Куилла постучала пальцем по другому синему квадратику. Пит подпер голову рукой, демонстративно глядя в другую сторону. Ладонь оттянула левый уголок рта, казалось, он ухмыляется. В этом году у Пита появились прыщики, и свеженькая порция блестела на лбу. Триша любила брата, но иногда, как в этот вечер за кухонным столом, когда мамик объясняла завтрашний маршрут, она просто ненавидела его. Ее так и подмывало сказать Питу: все потому, что ты – «мокрая курица». В этом, собственно, и состояла проблема, как сказал бы их отец. Пит хотел вернуться в Молден, поджав между ног свой маленький хвостик, потому что он был «мокрой курицей». Он не думал о матери, не думал о Трише, не думал о том, а хорошо ли ему будет у отца. Пита заботило только одно: он твердо знал, что в Молдене ему не придется есть ленч в одиночестве. И никто не будет звать его Компи.
– Вот автомобильная стоянка, к которой мы выйдем, – продолжала мамик, то ли не видя, что Пит не смотрит на карту, то ли предпочитая этого не замечать. – Автобус приезжает сюда примерно в три часа. На нем мы доедем до нашего «доджа». А через два часа уже будем дома. Если вы не очень устанете, я поведу вас в кино. Что вы на это скажете?

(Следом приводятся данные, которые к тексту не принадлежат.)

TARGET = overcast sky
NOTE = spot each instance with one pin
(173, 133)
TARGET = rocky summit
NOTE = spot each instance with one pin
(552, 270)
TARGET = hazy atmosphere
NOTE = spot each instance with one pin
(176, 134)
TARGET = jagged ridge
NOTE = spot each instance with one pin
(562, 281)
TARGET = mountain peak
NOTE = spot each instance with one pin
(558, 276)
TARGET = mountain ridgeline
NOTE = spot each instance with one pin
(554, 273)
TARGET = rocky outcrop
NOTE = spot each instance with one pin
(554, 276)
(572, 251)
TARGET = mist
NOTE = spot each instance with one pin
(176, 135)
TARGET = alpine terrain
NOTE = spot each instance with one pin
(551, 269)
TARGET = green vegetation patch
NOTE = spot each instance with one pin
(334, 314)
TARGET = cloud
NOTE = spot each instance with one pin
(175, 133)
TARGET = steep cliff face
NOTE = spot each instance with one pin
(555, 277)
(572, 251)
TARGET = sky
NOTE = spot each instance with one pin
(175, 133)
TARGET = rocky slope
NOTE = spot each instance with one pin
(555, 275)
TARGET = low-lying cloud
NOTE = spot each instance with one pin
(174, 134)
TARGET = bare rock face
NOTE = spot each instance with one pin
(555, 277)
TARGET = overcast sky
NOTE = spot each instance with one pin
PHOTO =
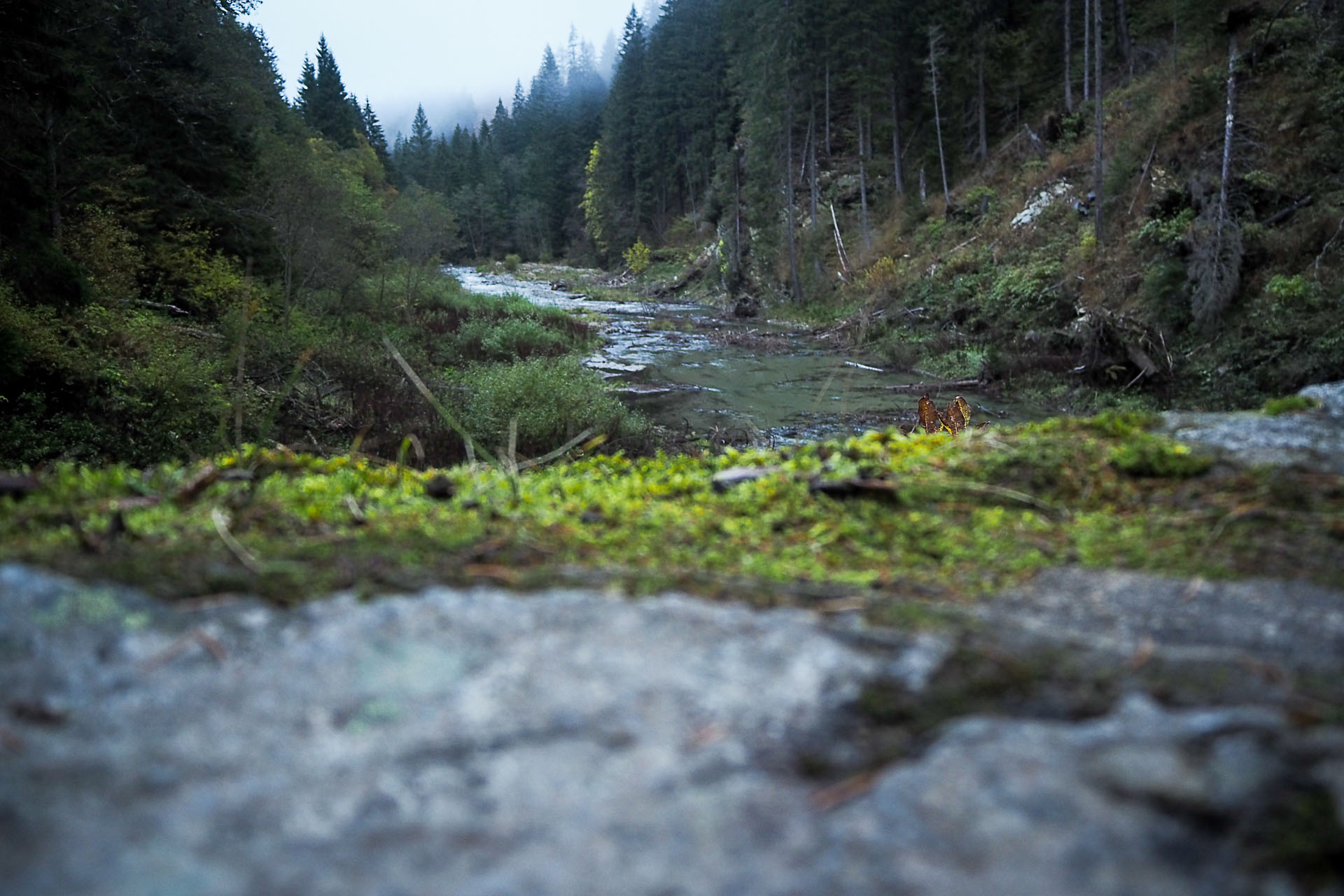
(454, 57)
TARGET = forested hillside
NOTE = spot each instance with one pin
(190, 262)
(867, 160)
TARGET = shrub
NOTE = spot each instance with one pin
(638, 257)
(553, 399)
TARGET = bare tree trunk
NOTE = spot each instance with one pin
(794, 282)
(1123, 38)
(1227, 130)
(863, 187)
(937, 120)
(812, 162)
(1069, 58)
(983, 146)
(1098, 202)
(895, 144)
(1088, 49)
(828, 111)
(1215, 260)
(242, 355)
(1175, 59)
(52, 174)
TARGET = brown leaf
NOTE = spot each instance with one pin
(964, 409)
(192, 488)
(507, 575)
(929, 416)
(955, 419)
(853, 488)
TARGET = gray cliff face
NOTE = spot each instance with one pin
(566, 742)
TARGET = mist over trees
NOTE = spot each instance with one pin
(726, 113)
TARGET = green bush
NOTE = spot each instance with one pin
(552, 399)
(638, 258)
(1289, 405)
(1154, 456)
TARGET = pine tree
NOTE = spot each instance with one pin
(372, 131)
(323, 99)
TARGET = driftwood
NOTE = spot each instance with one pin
(1284, 214)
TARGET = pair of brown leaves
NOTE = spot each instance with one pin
(956, 418)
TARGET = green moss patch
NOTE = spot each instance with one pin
(1289, 405)
(925, 516)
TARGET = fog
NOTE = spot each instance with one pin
(456, 58)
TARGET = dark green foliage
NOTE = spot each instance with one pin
(187, 262)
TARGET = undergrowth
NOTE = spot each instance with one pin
(929, 516)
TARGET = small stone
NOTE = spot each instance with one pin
(724, 480)
(921, 662)
(440, 488)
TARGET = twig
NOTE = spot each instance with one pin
(847, 272)
(997, 491)
(926, 387)
(1142, 176)
(234, 546)
(472, 448)
(552, 456)
(197, 636)
(158, 307)
(1284, 214)
(961, 245)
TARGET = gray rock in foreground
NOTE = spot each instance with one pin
(1312, 440)
(483, 743)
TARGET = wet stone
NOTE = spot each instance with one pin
(479, 742)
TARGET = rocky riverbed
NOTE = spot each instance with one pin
(1088, 732)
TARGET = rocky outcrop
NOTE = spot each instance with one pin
(568, 742)
(1313, 438)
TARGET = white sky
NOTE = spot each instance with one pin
(452, 55)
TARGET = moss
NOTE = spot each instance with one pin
(1154, 456)
(1289, 405)
(1301, 834)
(942, 519)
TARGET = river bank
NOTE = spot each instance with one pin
(695, 367)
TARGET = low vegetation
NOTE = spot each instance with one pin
(873, 517)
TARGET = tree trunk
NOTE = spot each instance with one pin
(1227, 130)
(52, 174)
(1098, 200)
(937, 121)
(1069, 58)
(812, 162)
(794, 284)
(1088, 49)
(863, 188)
(983, 146)
(828, 112)
(895, 146)
(1123, 39)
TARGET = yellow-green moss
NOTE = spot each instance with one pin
(939, 517)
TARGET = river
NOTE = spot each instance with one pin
(685, 365)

В тот вечер Пит ничего не сказал, зато утром говорил не переставая, начиная с того самого момента, как «додж» тронулся с места. Не хотел он брести по Тропе, глупо это, идти на своих двоих; опять же синоптики обещали дождь; почему они должны проводить всю субботу, шагая по лесу аккурат в то самое время года, когда кишмя кишит мошкара; а если Триша заденет рукой ядовитый плющ… и так далее, и так далее, и так далее. Та-та-та. Ему даже хватило наглости сказать, что это время он мог бы потратить на подготовку к экзаменам. Уж Триша-то знала, что по субботам Пит не занимался никогда. Поначалу мамик не реагировала, но в конце концов Пит ее достал. Он всегда добивался своего, чуть раньше или чуть позже, в зависимости от ситуации. К тому времени, как они свернули на автостоянку у шоссе 68, костяшки пальцев Куиллы, сжимавшие руль, побелели, а говорила она отрывистым тоном, так хорошо знакомым Трише. Мамик медленно, но верно подходила к точке кипения. А ведь шестимильная прогулка по лесам западного Мэна еще не началась.
Поначалу Триша пыталась их отвлечь, вскрикивая что-нибудь голоском потенциальной обладательницы набора кухонной посуды всякий раз, когда они проезжали мимо амбара, пасущейся лошади или живописного кладбища, но мать и брат полностью ее игнорировали, и какое-то время спустя Триша перестала подавать голос, затихла на заднем сиденье с Моной (отец любил называть ее Монья-Болонья) на коленях и рюкзаком справа под боком. Сидела, слушая перепалку матери и брата и гадая, а не заплакать ли ей, чтобы не сойти с ума. Могут ли постоянные семейные склоки свести с ума? Может, мать терла виски подушечками пальцев не потому, что у нее болела голова? Может, таким образом она пыталась остановить некие разрушительные процессы в мозгу?